『そよ風のように街に出よう』という雑誌が、来年の夏、廃刊します。障がいのある人たちの声を発信し続けた雑誌です。
その雑誌の副編集長小林さんに久しぶりに会いに行ってきました。新大阪駅近くの、路地にあるなんともうらぶれたビルの部屋です。頭がくらくらするほどにたまった在庫の山に囲まれながらも、それほど悲観的でもなく、『そよ風」廃刊後も何らかの形で発信は続けますよ、と元気におっしゃっていました。
障がいのある人たちの社会的な問題を、重くも暗くもなく、今までにない明るい視点(?)で語ってきた希有な雑誌だと私は思っていますが、そんな雑誌でさえ廃刊に追い込まれる社会的状況なんだろうと思います。そういう中で相模原の事件が起こりました。社会がどういう方向に動いているかがよく見える事件だったと思います。
小林さんは今も月2回、電車、バスを乗り継いで1日かけて奈良の山奥まで梅谷さんの介護に通っているそうです。梅谷さんはそよ風の創刊号で取り上げた重度の行動障害を持った方です。
「昔は力尽くで梅谷さんがものを壊すのをやめさせましたが、今は体力的に負けてしまうので、いろいろ工夫して、なるべくお金がかからないような壊し方をしてもらうようにしています」と笑いながら小林さんはお話しされていました。にしても、36年間も小林さんを奈良の山奥まで突き動かしたのはなんなんだろうと思います。小林さん自身、その理由をうまく言葉で説明できないようでした。

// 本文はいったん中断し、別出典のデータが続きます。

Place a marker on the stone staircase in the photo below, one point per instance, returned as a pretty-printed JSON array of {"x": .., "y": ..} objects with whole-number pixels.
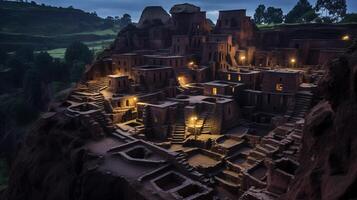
[
  {"x": 230, "y": 179},
  {"x": 98, "y": 85},
  {"x": 202, "y": 122},
  {"x": 303, "y": 101},
  {"x": 181, "y": 160},
  {"x": 104, "y": 121},
  {"x": 99, "y": 100},
  {"x": 178, "y": 133}
]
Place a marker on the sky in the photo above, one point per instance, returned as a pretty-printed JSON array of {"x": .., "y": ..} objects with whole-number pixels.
[{"x": 106, "y": 8}]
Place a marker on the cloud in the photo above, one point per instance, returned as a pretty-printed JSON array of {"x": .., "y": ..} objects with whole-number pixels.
[{"x": 134, "y": 7}]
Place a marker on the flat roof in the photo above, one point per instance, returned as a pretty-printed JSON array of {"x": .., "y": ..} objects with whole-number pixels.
[
  {"x": 159, "y": 104},
  {"x": 116, "y": 76},
  {"x": 163, "y": 56},
  {"x": 201, "y": 99},
  {"x": 223, "y": 83},
  {"x": 285, "y": 71},
  {"x": 151, "y": 67}
]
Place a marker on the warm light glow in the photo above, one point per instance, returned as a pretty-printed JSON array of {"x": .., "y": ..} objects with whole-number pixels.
[
  {"x": 214, "y": 91},
  {"x": 279, "y": 87},
  {"x": 193, "y": 118},
  {"x": 345, "y": 37},
  {"x": 181, "y": 80}
]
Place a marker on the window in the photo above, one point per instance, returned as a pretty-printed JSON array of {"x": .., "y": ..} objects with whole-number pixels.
[
  {"x": 214, "y": 91},
  {"x": 279, "y": 87}
]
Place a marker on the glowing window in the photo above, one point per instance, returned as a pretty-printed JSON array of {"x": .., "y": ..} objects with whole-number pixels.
[
  {"x": 279, "y": 87},
  {"x": 214, "y": 91}
]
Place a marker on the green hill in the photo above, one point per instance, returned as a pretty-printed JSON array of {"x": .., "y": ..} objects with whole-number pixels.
[
  {"x": 44, "y": 27},
  {"x": 30, "y": 18}
]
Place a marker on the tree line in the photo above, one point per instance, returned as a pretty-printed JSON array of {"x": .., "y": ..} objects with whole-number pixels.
[
  {"x": 324, "y": 11},
  {"x": 36, "y": 77}
]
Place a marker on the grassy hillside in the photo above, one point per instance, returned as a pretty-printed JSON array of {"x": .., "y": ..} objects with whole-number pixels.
[
  {"x": 43, "y": 27},
  {"x": 30, "y": 18}
]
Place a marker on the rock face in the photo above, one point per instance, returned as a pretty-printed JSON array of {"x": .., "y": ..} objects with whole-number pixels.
[
  {"x": 54, "y": 165},
  {"x": 152, "y": 15},
  {"x": 184, "y": 8},
  {"x": 329, "y": 153}
]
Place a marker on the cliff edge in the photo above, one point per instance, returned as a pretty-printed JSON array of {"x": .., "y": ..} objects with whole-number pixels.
[{"x": 329, "y": 153}]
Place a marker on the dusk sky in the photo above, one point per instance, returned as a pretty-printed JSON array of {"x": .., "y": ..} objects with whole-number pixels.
[{"x": 134, "y": 7}]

梅谷さんとのおつきあいのきっかけは、お母さん一人の力ではもうやっていけない、助けて欲しい、というSOSの発信を受け止めたことから始まったといいます。そのおつきあいが36年も続いているのです。最初は梅谷さんを助けようと思って始まったおつきあいも、今はもう少し違う感じで続いているようです。その「もう少し違う感じ」がうまく言葉で説明できない、と小林さんはいいます。梅谷さんへの興味かなぁ、とも言ってましたが、どうもそれだけでは説明しきれない感じです。
梅谷さんは何をしでかすかわからないところがあって、いつも緊張感を伴ったおつきあいのようです。でも、その張り詰めたような時間は、日常にはない充実感もあって、その時間がすごくいい、ということをおっしゃってました。

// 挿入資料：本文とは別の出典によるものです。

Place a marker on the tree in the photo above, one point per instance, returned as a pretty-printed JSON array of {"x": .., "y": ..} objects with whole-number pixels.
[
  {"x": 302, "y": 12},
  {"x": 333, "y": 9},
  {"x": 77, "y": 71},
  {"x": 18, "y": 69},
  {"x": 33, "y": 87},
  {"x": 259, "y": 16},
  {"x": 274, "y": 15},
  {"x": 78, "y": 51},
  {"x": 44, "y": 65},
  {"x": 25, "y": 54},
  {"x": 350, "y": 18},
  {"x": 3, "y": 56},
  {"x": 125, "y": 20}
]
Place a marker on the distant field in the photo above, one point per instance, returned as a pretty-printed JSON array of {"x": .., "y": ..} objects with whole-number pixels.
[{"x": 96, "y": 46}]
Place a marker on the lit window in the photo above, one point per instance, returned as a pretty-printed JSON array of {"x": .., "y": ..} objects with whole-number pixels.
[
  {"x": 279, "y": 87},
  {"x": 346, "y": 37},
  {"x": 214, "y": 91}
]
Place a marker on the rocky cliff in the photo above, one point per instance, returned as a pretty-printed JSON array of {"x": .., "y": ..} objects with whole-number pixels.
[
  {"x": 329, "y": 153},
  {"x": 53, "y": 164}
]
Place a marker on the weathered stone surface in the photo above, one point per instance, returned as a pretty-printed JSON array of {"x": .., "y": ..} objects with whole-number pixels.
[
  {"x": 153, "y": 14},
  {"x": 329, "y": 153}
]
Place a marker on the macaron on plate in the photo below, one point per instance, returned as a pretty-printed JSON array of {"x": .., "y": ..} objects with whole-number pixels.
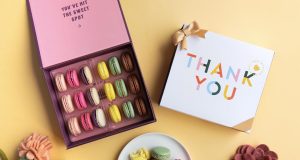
[{"x": 151, "y": 140}]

昔「しのちゃん」という生徒とおつきあいしていた日々を思い出しました。しのちゃんはいつも突然暴力を振るいます。いきなりげんこつが顔面に飛んできたり、頭突きを食らったり、蹴りが入ったりで、みんな1メートル以内には近づかない、といった雰囲気でした。それでも私はなぜか「しのちゃん」が好きで好きでたまらなくて、殴られても蹴られても、しのちゃんのそばにいました。強烈な頭突きを食らって肋骨にひびが入り、息をするのも大変なときもありましたが、それでも「しのちゃん」のそばにいる時間は、ほかの何事にも代え難い、「いい時間」だったのです。
言葉で説明できなくても、人は人とつきあっていきます。それが人と人とが「出会う」ということなんだと思います。理由なんてない、ただおつきあいしたい、と思うだけです。それが「人」のいいところだと思います。

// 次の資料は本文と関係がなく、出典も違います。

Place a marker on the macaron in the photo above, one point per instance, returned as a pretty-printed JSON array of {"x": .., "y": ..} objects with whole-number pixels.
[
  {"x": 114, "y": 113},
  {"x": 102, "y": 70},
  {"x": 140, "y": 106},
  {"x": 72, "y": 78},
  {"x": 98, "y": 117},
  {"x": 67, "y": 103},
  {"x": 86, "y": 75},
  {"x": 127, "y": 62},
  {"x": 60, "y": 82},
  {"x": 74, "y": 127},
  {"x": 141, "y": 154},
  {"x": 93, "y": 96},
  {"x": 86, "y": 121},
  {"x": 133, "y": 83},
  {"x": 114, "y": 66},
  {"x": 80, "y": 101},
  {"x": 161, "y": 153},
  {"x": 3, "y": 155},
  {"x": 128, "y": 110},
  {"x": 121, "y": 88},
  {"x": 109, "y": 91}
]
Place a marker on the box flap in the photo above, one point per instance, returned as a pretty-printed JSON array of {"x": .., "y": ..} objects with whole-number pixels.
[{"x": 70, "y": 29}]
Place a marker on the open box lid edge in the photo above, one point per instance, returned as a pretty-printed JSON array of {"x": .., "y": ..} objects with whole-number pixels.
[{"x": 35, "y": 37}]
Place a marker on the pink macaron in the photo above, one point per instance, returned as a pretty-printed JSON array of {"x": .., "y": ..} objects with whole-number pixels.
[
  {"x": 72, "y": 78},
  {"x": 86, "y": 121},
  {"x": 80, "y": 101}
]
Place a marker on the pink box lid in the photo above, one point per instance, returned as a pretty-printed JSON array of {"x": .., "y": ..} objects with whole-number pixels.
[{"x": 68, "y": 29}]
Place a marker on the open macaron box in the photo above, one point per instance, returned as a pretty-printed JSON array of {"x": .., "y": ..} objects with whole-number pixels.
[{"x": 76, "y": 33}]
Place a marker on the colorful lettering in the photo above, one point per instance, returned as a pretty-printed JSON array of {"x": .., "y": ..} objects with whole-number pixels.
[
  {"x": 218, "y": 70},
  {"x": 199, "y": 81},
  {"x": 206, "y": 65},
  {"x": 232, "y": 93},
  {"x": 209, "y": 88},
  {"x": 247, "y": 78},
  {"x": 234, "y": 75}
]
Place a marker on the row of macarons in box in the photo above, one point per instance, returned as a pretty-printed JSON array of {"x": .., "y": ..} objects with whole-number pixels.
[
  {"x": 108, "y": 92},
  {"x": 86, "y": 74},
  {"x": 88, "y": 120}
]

もうそれほど若くない小林さんが、今も1日かけて奈良の山奥まで梅谷さんの介護に通うのも、やっぱりどこかで梅谷さんと出会ってしまったのだろうと思います。その説明できないおつきあいのことを『そよ風』終刊号にはぜひ書いて欲しいと頼んできました。
『そよ風』は終わります。でも小林さんと梅谷さんとのおつきあいはまだまだ続きます。梅谷のさんとのおつきあいは、小林さんの生き方そのものです。障がいのある人たちとのおつきあいというのは、結局のところ、自分の生き方なんだろうと思います。
時代は少しずつ悪い方向へ向かっているようです。そんな中で、自分の生き方として障がいのある人たちとのおつきあいを続けている人がいる、ということは小さな希望であるような気がしています。そこからまた新しい何かを発信していくのではないかと思います。
★今、新幹線の中でこれを書いています。便利な世の中になったものですね。